Él olía a colonia barata mezclada con efluvios de polvo de obra. Nunca le había dicho a Emilia cómo se ganaba la vida, aunque ella se lo imaginaba porque en los surcos de la piel de sus manos, fuertes y varoniles, y bajo sus uñas, rastros de pintura y yeso lo delataban. No podía negar su condición humilde, pero nunca dejaba de presentarse aseado y perfumado.
—¿No te lo he dejado claro después de todo este tiempo, Emi? Me gustas mucho.
—Y tú a mí, pero no es base suficiente para pasar más allá de una amistad que dura ya más de dos años.
—Yo no quiero tu amistad, sino mucho más.
—No soy una mujer completa.
—¡No digas estupideces! No quiero volver a oír nada de tu cojera. ¿Por qué te menosprecias? Eres más mujer que muchas que conozco, mucho más incluso que… —quedó callado, fijos sus ojos en ella y tragó saliva.
—¿Qué quién?
—Que la mayoría —repuso sin prisas, un tanto mohíno.
—¿Te casarías conmigo a pesar de mi edad y mi muleta?
Se lo preguntó a bocajarro. La sutileza nunca fue una de las virtudes de Emilia.
No encontró duda en su mirada, nada que la indujera a pensar que él la rondaba solamente por conseguir sus favores, algo que, por otra parte, salvo algún beso furtivo, no le había concedido.
—Sí —contestó al fin—. Me casaré contigo, pero debes darme tiempo.
—¿Cuánto tiempo, Alejandro? Ya no soy una niña, no me engaño, ambos rondamos los cuarenta. Además, deberías cargar con mi madre, ya sabes que no puedo abandonarla. Mis hermanos tienen su vida y dan por sentado que siempre cuidaré de ella, así que no quieren saber nada.
—Tu madre no es el problema, Emi. El problema es que… —dudó ahora y desvió los ojos hacia la pareja de guardias civiles que rondaba, fusil al hombro—. La República está al caer y yo me debo a ella.
Emilia se quedó sin habla. ¿Alejandro metido de lleno en aquel fregado? ¿Su Alejandro inmerso en la locura de esos hombres y mujeres que hacían propaganda para sustituir la monarquía y enarbolaban la bandera tricolor por calles y plazas? Se le hizo un nudo en las tripas.

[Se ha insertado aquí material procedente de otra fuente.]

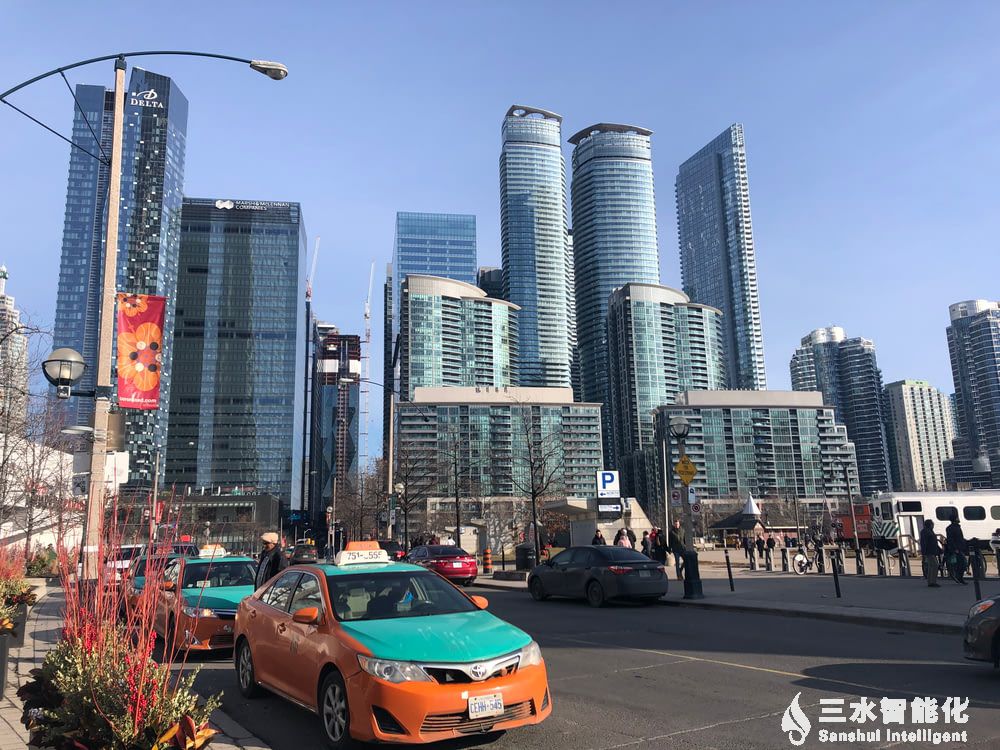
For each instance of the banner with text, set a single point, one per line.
(140, 350)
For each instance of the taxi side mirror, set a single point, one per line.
(306, 616)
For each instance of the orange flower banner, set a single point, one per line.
(140, 350)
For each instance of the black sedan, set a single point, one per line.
(598, 574)
(982, 631)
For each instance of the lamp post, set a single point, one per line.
(103, 389)
(679, 429)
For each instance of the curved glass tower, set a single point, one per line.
(614, 241)
(534, 246)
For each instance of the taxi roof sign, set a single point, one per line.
(368, 545)
(362, 556)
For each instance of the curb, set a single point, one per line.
(854, 619)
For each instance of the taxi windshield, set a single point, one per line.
(217, 574)
(386, 596)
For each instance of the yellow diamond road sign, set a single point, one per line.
(685, 469)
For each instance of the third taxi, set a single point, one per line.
(387, 652)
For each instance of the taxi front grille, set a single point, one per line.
(463, 724)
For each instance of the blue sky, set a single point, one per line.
(871, 134)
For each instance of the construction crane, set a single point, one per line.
(365, 375)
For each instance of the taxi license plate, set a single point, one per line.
(485, 705)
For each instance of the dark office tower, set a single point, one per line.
(148, 240)
(237, 402)
(533, 243)
(614, 242)
(846, 371)
(718, 261)
(974, 346)
(490, 280)
(333, 455)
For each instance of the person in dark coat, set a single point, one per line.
(956, 548)
(271, 561)
(930, 550)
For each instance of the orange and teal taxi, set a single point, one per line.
(387, 652)
(196, 607)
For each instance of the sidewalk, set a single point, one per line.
(43, 629)
(901, 603)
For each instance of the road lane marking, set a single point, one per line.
(749, 667)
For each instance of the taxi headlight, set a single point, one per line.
(980, 607)
(197, 612)
(531, 655)
(393, 671)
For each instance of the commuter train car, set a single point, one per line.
(899, 516)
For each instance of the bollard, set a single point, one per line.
(836, 576)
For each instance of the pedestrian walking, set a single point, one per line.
(956, 549)
(678, 545)
(930, 550)
(271, 561)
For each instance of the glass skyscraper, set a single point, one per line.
(336, 388)
(534, 247)
(718, 261)
(847, 372)
(614, 242)
(153, 149)
(237, 400)
(452, 334)
(659, 345)
(974, 346)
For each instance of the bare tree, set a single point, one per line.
(538, 467)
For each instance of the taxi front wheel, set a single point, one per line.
(334, 713)
(245, 671)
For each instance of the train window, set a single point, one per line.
(944, 513)
(974, 513)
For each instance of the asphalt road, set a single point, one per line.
(662, 676)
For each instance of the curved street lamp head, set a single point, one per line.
(273, 70)
(64, 368)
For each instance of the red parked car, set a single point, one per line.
(454, 563)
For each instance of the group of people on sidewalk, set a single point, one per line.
(656, 544)
(955, 551)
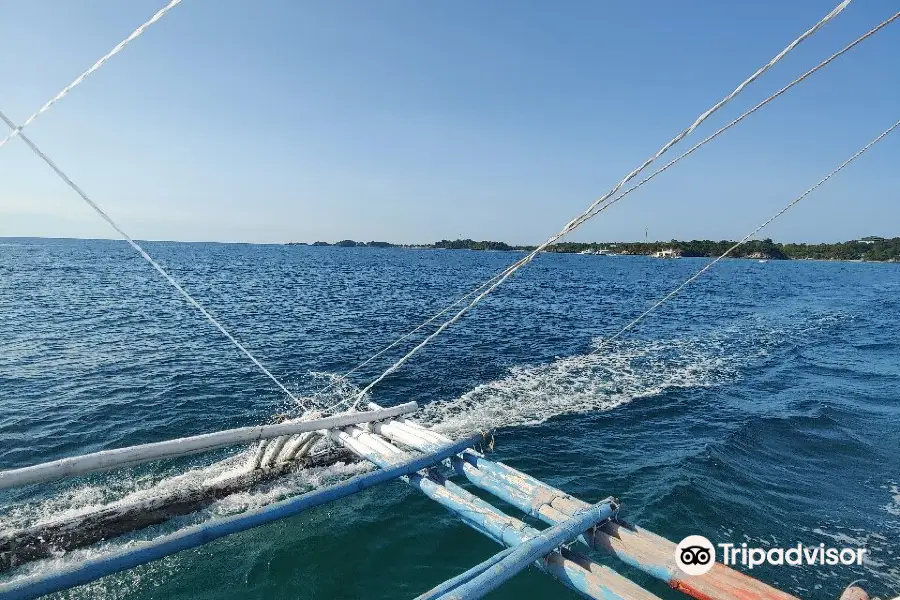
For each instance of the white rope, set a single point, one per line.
(574, 223)
(670, 164)
(118, 48)
(148, 258)
(746, 114)
(707, 267)
(400, 339)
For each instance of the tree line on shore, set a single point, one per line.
(870, 249)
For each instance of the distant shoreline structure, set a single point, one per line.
(871, 248)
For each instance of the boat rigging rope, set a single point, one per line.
(707, 267)
(116, 49)
(574, 223)
(603, 207)
(746, 114)
(148, 258)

Mucho se hablaba de los asesinados en callejones por defender los ideales que preconizaban los republicanos. Su relevo lo tomaban otros, pero los muertos nunca volvían. Los carteles pegados en las fachadas pidiendo la muerte para los rojos, eran demasiado elocuentes como para ignorar el estado de unos ánimos sobreexcitados, próximos a la explosión. ¿Y él se metía en política? Hasta entonces, nunca se había pronunciado sobre el asunto, nunca dijo qué pensaba sobre el Gobierno de España, parecía más interesado en aferrarse a un trabajo más o menos digno y en su cortejo. No, nunca habían hablado de ese tema.